Ultimately, the march in Washington, D.C., in the summer of 1925 would prove to be the symbolic high point of the 1920s Ku Klux Klan. By the end of the decade, its numbers had dwindled practically into insignificance. But it would be a mistake to think that a backlash against the Klan’s violence was the central cause of its demise. The United States was fortunate to have presidents during the 1920s who saw the Klan for the public menace that it was, but the Klan did not disintegrate because of the fundamental liberality of white Americans and the nation’s leaders. Rather, it went into decline mostly because of its own self-destructiveness, the fierceness and constancy of its opponents, and changing socioeconomic and political contexts that deprived the Klan of much of the energy that had given it life.

Klan leaders notoriously oversaw local and state chapters as dictators and stole funds from organizational treasuries, and the stream of members who left in frustration became a flood by the end of 1925 after the conviction of David Stephenson, the leading Klansmen in Indiana, for murdering a young woman he had also brutally raped. That scandal was shocking to Klan members who valued the group’s alleged commitment to moral integrity, but it was no surprise to the many Protestant ministers, black civil-rights organizations, newspaper editors, and Jewish and Catholic groups who had been vocal and courageous in their opposition to the Klan from the very beginning.

Perhaps most important in bringing down the Klan was that the vision of an America decaying from foreign ideologies, dangerous immigrants, and moral rot never came into being. The post-World War I recession eased and by the middle of the 1920s the American economy boomed again. Labor disputes that Klansmen warned came from Communist agitation faded, black migration proceeded without causing massive unrest and social revolution, immigration restrictions passed in 1924 limited the number of people arriving from eastern Europe, and the age of the flapper moved ahead whether moralists liked it or not.

Amidst it all, white native-born Protestants still retained the lion’s share of the power in the United States, and they did not need the Klan to hold it. Even without the Klan, the nation remained a place where prejudice against ethnic and religious minorities was widespread and where black Americans in particular suffered legalized discrimination and deadly violence.

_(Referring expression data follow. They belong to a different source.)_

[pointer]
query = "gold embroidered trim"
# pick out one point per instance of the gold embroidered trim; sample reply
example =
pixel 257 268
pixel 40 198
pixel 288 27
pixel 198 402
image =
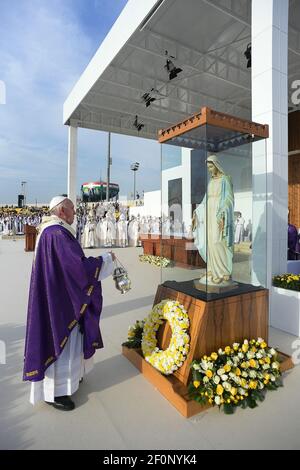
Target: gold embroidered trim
pixel 49 360
pixel 72 324
pixel 63 341
pixel 90 290
pixel 83 308
pixel 30 374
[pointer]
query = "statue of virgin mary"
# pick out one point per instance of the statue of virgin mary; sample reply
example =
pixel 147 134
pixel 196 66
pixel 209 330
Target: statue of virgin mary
pixel 213 225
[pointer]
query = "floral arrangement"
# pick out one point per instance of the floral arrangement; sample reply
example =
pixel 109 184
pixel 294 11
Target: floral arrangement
pixel 159 261
pixel 174 356
pixel 135 333
pixel 287 281
pixel 239 375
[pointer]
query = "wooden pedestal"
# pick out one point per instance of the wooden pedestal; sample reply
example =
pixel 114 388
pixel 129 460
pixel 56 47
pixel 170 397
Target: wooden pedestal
pixel 213 325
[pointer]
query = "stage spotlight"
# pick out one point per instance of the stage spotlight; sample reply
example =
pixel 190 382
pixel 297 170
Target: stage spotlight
pixel 148 99
pixel 138 125
pixel 247 54
pixel 172 70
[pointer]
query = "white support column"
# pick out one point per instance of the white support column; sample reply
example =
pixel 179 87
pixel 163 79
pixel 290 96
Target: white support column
pixel 72 164
pixel 270 106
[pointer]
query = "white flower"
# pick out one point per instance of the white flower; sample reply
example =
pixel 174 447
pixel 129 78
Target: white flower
pixel 227 386
pixel 218 400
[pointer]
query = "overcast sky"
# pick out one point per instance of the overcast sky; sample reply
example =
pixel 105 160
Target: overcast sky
pixel 44 47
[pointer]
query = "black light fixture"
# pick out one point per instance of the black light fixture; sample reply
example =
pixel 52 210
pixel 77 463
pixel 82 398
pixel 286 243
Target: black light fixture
pixel 247 54
pixel 138 125
pixel 172 70
pixel 148 99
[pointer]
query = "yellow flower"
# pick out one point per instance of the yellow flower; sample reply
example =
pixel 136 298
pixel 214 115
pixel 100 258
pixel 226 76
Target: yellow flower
pixel 253 384
pixel 243 383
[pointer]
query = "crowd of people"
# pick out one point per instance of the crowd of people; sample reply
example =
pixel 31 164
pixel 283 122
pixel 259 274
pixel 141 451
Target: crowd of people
pixel 109 224
pixel 98 225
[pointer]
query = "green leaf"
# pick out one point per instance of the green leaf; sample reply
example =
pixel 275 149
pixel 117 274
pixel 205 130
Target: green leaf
pixel 228 408
pixel 251 403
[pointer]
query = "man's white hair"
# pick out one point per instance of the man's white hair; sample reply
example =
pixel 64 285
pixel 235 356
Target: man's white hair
pixel 56 210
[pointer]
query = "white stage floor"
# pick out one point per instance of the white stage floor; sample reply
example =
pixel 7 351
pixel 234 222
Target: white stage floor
pixel 116 407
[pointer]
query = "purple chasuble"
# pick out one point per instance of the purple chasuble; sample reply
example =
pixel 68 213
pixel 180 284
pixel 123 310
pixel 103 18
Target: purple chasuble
pixel 64 292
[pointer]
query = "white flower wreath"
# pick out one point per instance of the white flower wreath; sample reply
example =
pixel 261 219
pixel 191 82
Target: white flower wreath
pixel 174 356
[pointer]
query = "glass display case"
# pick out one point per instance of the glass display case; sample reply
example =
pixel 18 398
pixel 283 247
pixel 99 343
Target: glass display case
pixel 213 221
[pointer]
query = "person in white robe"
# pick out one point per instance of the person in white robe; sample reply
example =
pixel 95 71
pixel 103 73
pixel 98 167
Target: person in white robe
pixel 122 231
pixel 239 229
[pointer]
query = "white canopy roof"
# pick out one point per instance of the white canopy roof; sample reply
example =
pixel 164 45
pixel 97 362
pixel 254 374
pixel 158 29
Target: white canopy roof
pixel 207 39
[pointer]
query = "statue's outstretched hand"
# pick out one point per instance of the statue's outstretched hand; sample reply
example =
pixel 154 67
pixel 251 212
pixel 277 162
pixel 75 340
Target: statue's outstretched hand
pixel 194 221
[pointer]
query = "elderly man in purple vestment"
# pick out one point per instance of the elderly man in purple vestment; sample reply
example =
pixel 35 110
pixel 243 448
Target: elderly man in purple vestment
pixel 64 308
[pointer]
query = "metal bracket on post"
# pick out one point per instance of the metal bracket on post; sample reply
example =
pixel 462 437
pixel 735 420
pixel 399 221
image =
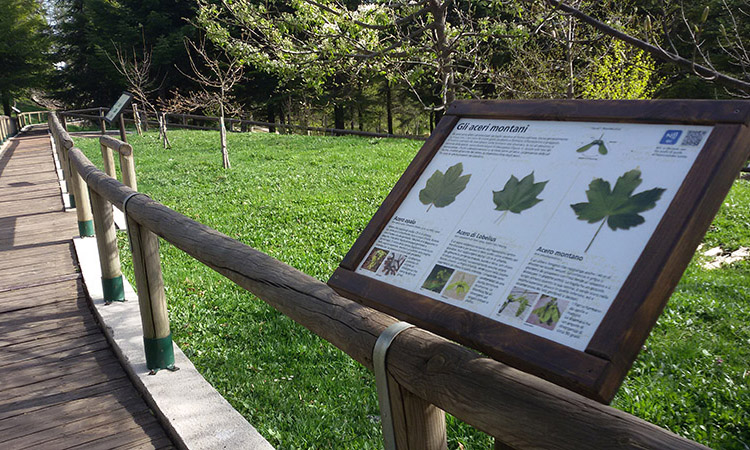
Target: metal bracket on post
pixel 379 353
pixel 125 213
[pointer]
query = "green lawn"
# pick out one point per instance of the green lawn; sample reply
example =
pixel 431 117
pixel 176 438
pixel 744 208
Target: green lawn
pixel 304 200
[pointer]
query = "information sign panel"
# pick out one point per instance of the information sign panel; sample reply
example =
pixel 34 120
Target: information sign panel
pixel 549 235
pixel 115 110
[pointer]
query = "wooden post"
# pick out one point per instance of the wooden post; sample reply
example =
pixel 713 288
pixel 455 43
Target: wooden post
pixel 157 338
pixel 62 156
pixel 127 167
pixel 109 161
pixel 82 203
pixel 137 119
pixel 123 137
pixel 106 243
pixel 418 425
pixel 101 121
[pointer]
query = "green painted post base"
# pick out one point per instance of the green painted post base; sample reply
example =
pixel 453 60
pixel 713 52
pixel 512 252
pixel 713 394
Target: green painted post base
pixel 159 353
pixel 86 228
pixel 113 289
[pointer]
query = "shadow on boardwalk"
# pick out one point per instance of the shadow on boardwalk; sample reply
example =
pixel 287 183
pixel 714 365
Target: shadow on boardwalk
pixel 61 387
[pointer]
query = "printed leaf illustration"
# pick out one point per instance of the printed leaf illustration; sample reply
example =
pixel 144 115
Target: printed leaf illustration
pixel 441 189
pixel 522 301
pixel 617 207
pixel 548 314
pixel 523 304
pixel 461 287
pixel 518 196
pixel 599 142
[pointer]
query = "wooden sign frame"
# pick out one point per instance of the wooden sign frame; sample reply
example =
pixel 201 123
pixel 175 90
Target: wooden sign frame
pixel 597 371
pixel 124 99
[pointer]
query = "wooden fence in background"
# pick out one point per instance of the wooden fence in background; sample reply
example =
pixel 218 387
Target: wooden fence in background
pixel 428 374
pixel 197 122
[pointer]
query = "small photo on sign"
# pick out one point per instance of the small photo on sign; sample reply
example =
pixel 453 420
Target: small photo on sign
pixel 459 285
pixel 438 278
pixel 518 304
pixel 547 312
pixel 374 259
pixel 392 263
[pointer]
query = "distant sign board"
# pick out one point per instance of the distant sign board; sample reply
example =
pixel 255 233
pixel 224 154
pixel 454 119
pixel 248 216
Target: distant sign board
pixel 550 234
pixel 116 109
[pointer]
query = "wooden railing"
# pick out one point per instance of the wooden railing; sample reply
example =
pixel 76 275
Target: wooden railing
pixel 175 120
pixel 427 373
pixel 7 128
pixel 32 117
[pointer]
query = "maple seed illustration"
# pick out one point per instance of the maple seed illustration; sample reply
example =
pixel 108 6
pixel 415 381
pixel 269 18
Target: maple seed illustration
pixel 442 188
pixel 617 207
pixel 599 142
pixel 517 196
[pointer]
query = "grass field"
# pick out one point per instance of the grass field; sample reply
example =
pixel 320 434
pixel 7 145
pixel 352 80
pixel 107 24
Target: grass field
pixel 304 200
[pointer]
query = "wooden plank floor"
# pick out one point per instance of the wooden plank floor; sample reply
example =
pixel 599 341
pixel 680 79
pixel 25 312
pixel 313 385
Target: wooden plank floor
pixel 61 387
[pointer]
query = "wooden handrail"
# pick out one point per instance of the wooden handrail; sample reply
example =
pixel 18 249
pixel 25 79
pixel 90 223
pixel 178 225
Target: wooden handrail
pixel 79 114
pixel 487 394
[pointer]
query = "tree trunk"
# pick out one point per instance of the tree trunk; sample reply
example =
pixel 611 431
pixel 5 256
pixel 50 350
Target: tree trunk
pixel 389 106
pixel 443 51
pixel 270 117
pixel 6 102
pixel 137 119
pixel 223 135
pixel 163 129
pixel 569 35
pixel 338 118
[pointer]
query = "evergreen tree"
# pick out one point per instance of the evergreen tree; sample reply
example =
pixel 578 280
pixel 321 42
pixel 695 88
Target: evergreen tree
pixel 24 49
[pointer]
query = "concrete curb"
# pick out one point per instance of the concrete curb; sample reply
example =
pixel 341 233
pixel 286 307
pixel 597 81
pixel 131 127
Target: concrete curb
pixel 191 410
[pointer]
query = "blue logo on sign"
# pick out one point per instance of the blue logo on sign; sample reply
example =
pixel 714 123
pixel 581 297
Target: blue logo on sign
pixel 671 137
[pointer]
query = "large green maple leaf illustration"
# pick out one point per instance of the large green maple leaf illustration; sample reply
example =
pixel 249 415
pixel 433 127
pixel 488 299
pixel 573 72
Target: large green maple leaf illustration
pixel 517 196
pixel 617 207
pixel 442 188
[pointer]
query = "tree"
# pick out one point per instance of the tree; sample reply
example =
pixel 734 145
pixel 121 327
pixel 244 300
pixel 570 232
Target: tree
pixel 686 47
pixel 87 30
pixel 24 49
pixel 138 76
pixel 216 79
pixel 441 43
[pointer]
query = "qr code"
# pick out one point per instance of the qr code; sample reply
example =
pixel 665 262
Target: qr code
pixel 693 138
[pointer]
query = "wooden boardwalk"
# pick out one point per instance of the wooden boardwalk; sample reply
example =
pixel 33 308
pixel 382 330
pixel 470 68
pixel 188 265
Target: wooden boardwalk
pixel 61 387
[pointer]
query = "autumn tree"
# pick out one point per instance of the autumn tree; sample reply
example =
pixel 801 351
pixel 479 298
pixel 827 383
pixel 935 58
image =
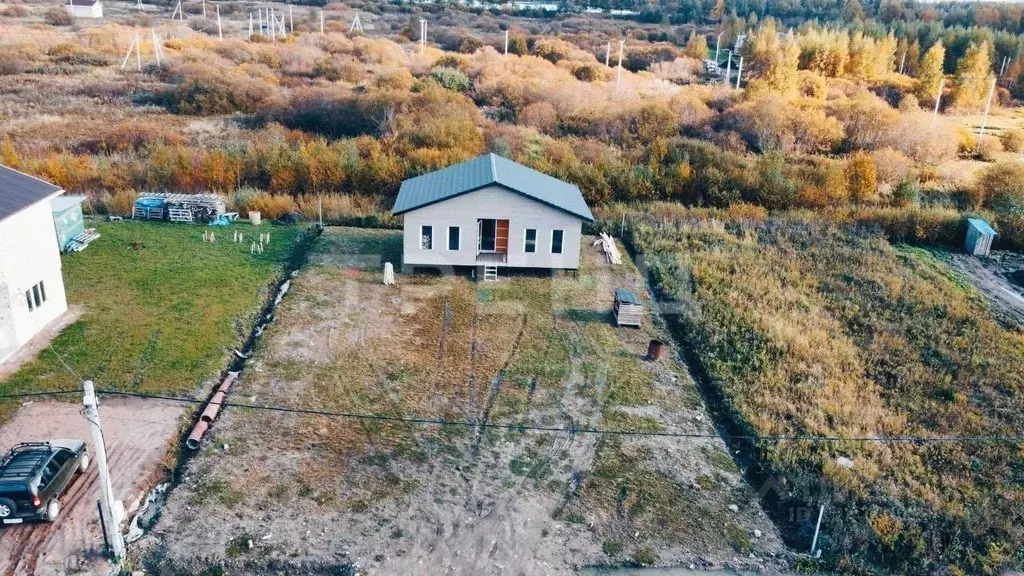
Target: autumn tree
pixel 930 73
pixel 8 156
pixel 771 62
pixel 696 46
pixel 861 178
pixel 974 75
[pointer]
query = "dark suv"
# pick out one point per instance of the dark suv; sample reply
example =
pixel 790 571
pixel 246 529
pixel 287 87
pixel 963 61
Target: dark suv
pixel 34 475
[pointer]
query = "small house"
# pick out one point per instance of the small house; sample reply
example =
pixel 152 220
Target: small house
pixel 627 309
pixel 491 213
pixel 68 219
pixel 32 293
pixel 979 237
pixel 85 8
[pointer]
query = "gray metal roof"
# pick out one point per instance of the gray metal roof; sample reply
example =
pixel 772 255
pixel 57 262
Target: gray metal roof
pixel 485 170
pixel 982 227
pixel 18 191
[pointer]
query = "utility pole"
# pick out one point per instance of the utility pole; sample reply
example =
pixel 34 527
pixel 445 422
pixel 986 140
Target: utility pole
pixel 817 528
pixel 111 508
pixel 619 72
pixel 423 37
pixel 938 98
pixel 984 119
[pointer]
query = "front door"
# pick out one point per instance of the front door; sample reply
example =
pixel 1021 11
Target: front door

Still, there was something especially disturbing about a United States in which bigotry’s appeal had become so public and widespread that it could be taken for granted, and where its purveyors could feel entirely comfortable expressing it through such seemingly virtuous activities. In a country that normalized the Ku Klux Klan, it hardly mattered whether every white American felt the organization’s allure. Sizable percentages of them probably wanted nothing to do directly with the Klan at all. But if they were not interested in watching the parade go by, they mostly just looked the other way.